Suppose that exam scores were distributed normally. Let the mean be 80 and standard deviation be 8. If it is known that a student's score is greater than 75, what is the probability that his score is greater than 90?
I am a bit confused by the wording of the question. Should this be considered a case of conditional probability? Is my approach correct?
This is know I thought about it:
$$P(Y > 90 | Y >75) = \frac{P(Y > 90 \cap Y > 75)}{P(Y > 75)} = \frac{P(Y > 90)}{P(Y > 75)}.$$
Best Answer
Yes, It should definitely work. I am assuming that you know how to calculate probabilities of normal random variables. If that is the case then calculating the probability should be trivial.
Because the problem now reduces to $$\frac{P(Y\gt 90)}{P(Y\gt 75)}$$ I'll continue from thereon.

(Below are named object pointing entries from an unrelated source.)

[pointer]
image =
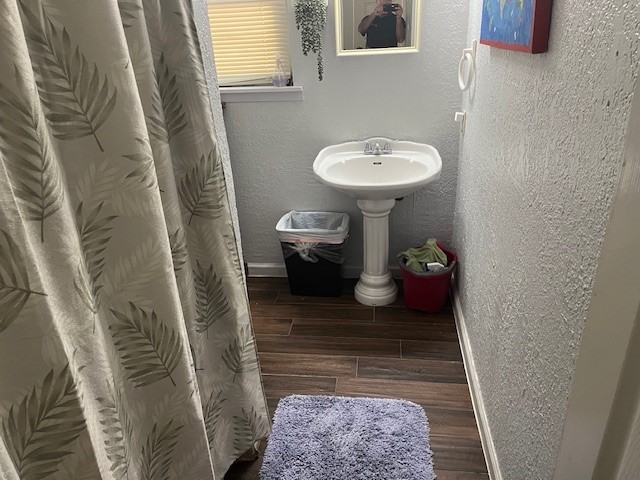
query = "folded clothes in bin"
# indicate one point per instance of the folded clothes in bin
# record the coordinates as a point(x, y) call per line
point(418, 259)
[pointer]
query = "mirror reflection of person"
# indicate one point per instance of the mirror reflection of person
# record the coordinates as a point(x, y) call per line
point(384, 27)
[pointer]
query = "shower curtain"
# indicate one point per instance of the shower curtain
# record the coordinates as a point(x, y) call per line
point(126, 348)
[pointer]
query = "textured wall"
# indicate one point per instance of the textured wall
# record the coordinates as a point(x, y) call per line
point(411, 96)
point(538, 168)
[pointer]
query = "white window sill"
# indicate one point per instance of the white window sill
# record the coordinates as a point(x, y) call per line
point(261, 94)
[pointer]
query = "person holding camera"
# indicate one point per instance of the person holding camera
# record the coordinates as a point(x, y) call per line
point(384, 27)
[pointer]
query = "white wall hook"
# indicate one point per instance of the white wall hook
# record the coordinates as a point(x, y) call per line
point(461, 118)
point(468, 57)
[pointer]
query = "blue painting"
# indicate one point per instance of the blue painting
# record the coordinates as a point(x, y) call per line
point(516, 24)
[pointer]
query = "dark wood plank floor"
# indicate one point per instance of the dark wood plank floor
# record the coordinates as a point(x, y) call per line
point(336, 346)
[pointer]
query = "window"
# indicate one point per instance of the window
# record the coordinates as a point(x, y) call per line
point(248, 36)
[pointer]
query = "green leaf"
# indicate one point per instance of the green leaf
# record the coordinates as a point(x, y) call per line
point(35, 175)
point(145, 171)
point(169, 118)
point(202, 190)
point(232, 247)
point(134, 272)
point(39, 430)
point(149, 350)
point(94, 237)
point(117, 430)
point(240, 355)
point(158, 451)
point(178, 243)
point(128, 12)
point(211, 412)
point(247, 428)
point(311, 18)
point(14, 281)
point(82, 99)
point(211, 302)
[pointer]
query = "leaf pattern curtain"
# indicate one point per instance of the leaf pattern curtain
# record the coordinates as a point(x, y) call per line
point(125, 340)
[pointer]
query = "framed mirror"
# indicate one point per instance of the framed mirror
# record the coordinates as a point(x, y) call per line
point(375, 27)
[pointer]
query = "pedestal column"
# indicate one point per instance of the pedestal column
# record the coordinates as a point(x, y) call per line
point(376, 286)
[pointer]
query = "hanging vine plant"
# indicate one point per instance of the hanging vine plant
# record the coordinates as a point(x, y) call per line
point(311, 17)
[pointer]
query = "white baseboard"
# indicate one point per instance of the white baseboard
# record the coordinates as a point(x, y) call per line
point(488, 447)
point(266, 270)
point(279, 270)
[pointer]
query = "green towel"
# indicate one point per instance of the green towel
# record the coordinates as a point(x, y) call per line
point(417, 258)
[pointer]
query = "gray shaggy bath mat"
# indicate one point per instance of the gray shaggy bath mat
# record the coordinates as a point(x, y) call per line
point(339, 438)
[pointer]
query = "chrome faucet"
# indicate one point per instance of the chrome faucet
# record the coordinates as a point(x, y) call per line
point(377, 150)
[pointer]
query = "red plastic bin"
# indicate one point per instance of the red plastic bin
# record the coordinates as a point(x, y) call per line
point(427, 291)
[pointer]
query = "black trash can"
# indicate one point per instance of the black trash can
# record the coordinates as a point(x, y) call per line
point(313, 246)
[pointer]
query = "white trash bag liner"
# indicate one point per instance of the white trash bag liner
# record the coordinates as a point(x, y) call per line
point(313, 227)
point(314, 235)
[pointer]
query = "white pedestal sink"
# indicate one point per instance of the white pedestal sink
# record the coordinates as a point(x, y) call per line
point(375, 180)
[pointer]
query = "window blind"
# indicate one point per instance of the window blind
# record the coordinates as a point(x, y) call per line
point(247, 38)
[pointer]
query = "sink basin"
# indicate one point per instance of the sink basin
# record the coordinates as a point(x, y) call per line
point(408, 168)
point(375, 181)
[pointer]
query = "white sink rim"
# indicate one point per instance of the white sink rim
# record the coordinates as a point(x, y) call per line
point(424, 154)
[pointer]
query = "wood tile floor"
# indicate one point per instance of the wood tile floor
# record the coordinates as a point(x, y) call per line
point(336, 346)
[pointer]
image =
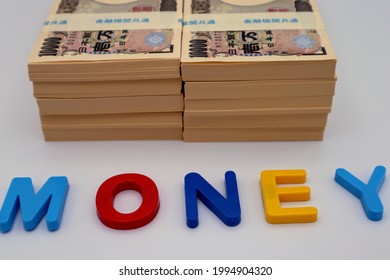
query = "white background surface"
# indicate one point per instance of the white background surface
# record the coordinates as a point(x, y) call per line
point(357, 138)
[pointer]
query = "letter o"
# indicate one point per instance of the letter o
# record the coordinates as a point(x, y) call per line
point(147, 211)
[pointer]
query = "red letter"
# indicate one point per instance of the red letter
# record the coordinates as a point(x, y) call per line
point(148, 210)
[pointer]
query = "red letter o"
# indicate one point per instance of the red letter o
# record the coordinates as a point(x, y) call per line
point(148, 210)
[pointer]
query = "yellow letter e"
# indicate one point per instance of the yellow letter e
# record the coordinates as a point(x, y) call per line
point(274, 195)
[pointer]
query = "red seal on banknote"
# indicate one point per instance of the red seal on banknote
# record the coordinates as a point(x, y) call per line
point(278, 10)
point(142, 8)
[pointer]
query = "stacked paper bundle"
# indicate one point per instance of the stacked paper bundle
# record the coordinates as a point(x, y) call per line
point(109, 70)
point(256, 70)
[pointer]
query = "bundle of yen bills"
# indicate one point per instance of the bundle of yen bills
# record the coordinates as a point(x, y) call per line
point(252, 70)
point(256, 70)
point(109, 70)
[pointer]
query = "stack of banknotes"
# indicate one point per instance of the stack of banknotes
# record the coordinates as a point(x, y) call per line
point(256, 70)
point(109, 70)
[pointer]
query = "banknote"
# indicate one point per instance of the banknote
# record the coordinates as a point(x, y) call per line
point(114, 6)
point(248, 6)
point(81, 43)
point(212, 44)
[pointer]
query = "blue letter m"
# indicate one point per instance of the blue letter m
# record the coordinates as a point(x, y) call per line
point(50, 200)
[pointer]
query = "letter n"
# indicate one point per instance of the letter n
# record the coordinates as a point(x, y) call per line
point(49, 201)
point(227, 209)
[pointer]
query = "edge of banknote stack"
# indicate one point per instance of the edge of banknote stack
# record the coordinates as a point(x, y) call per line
point(252, 74)
point(248, 72)
point(109, 72)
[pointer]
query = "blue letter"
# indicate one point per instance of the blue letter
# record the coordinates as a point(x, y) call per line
point(368, 194)
point(227, 209)
point(50, 200)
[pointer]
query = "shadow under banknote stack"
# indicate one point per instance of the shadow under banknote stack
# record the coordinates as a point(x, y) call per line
point(256, 71)
point(103, 70)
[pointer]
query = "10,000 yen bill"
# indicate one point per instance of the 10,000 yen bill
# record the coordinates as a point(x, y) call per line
point(248, 6)
point(115, 6)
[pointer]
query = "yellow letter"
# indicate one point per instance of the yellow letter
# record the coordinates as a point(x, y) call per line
point(273, 196)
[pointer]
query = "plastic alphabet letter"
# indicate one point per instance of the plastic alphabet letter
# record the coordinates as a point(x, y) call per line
point(274, 195)
point(227, 209)
point(148, 210)
point(49, 201)
point(368, 194)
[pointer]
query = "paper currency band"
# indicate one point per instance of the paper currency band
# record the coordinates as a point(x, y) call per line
point(255, 21)
point(113, 21)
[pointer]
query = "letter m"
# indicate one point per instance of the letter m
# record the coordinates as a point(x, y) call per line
point(49, 201)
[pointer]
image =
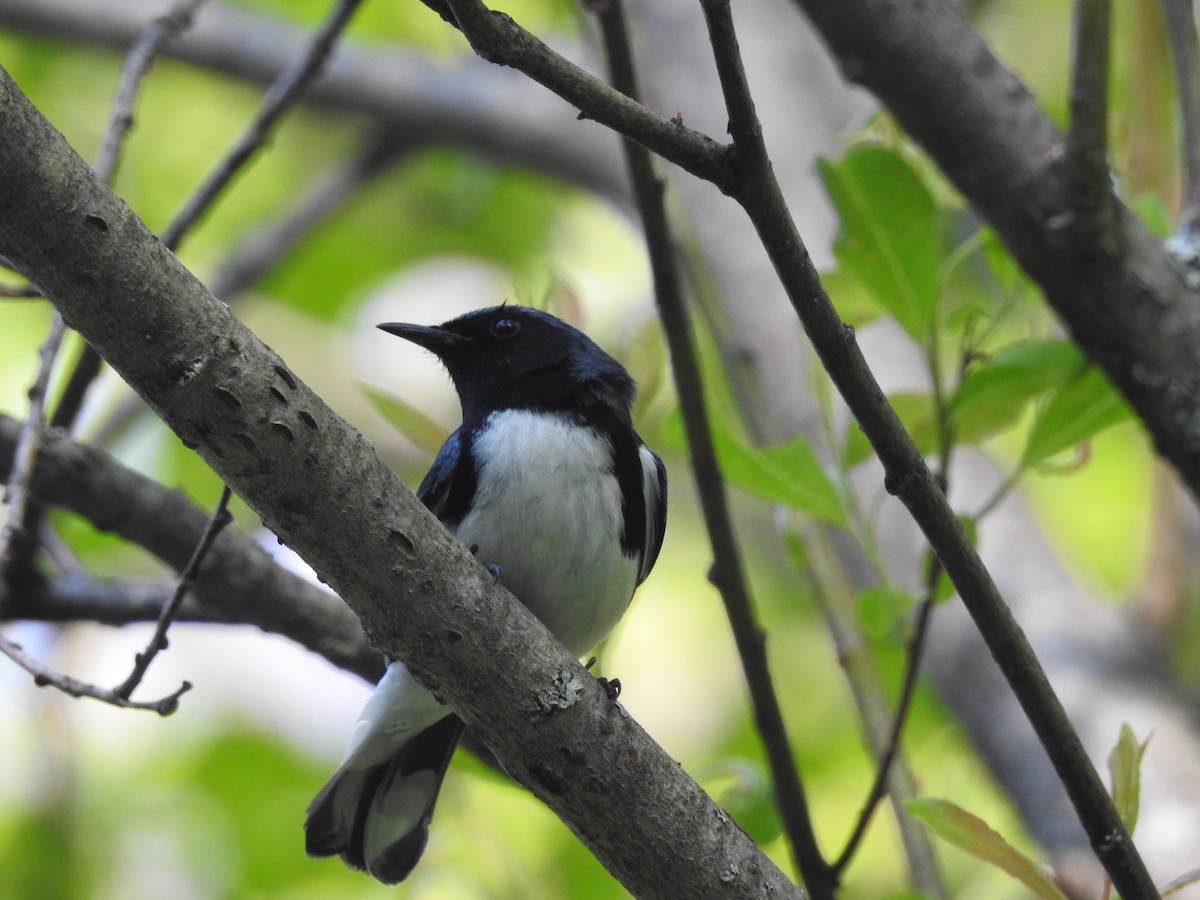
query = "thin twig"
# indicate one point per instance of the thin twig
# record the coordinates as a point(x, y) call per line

To compute $P(Y\gt 90)$ you first compute $P(Y\lt 90)$. To do his you first figure out how many standard deviations away from the mean is $90$. This is very often called the z-score, which you are aware of. So, $90$ is $10$ points away from your mean ($80$), this implies that 90 is $\frac{10}{8}=0.8 \sigma$s away from your mean. If you look up the probability of this particular z- score on a table, you'll see that $P(Y\lt90)=\Phi(0.8)=0.788.$ So
$P(Y\gt90)=1-\Phi(0.8)=0.212.$
Similarly, $P(Y\lt75)=\Phi(-0.625)=.266$. So $P(Y\gt75)=1-\Phi(-0.625)=.266=0.734$
So $$\frac{P(Y\gt 90)}{P(Y\gt 75)}=\frac{0.212}{0.734}=0.289$$
I hope It helps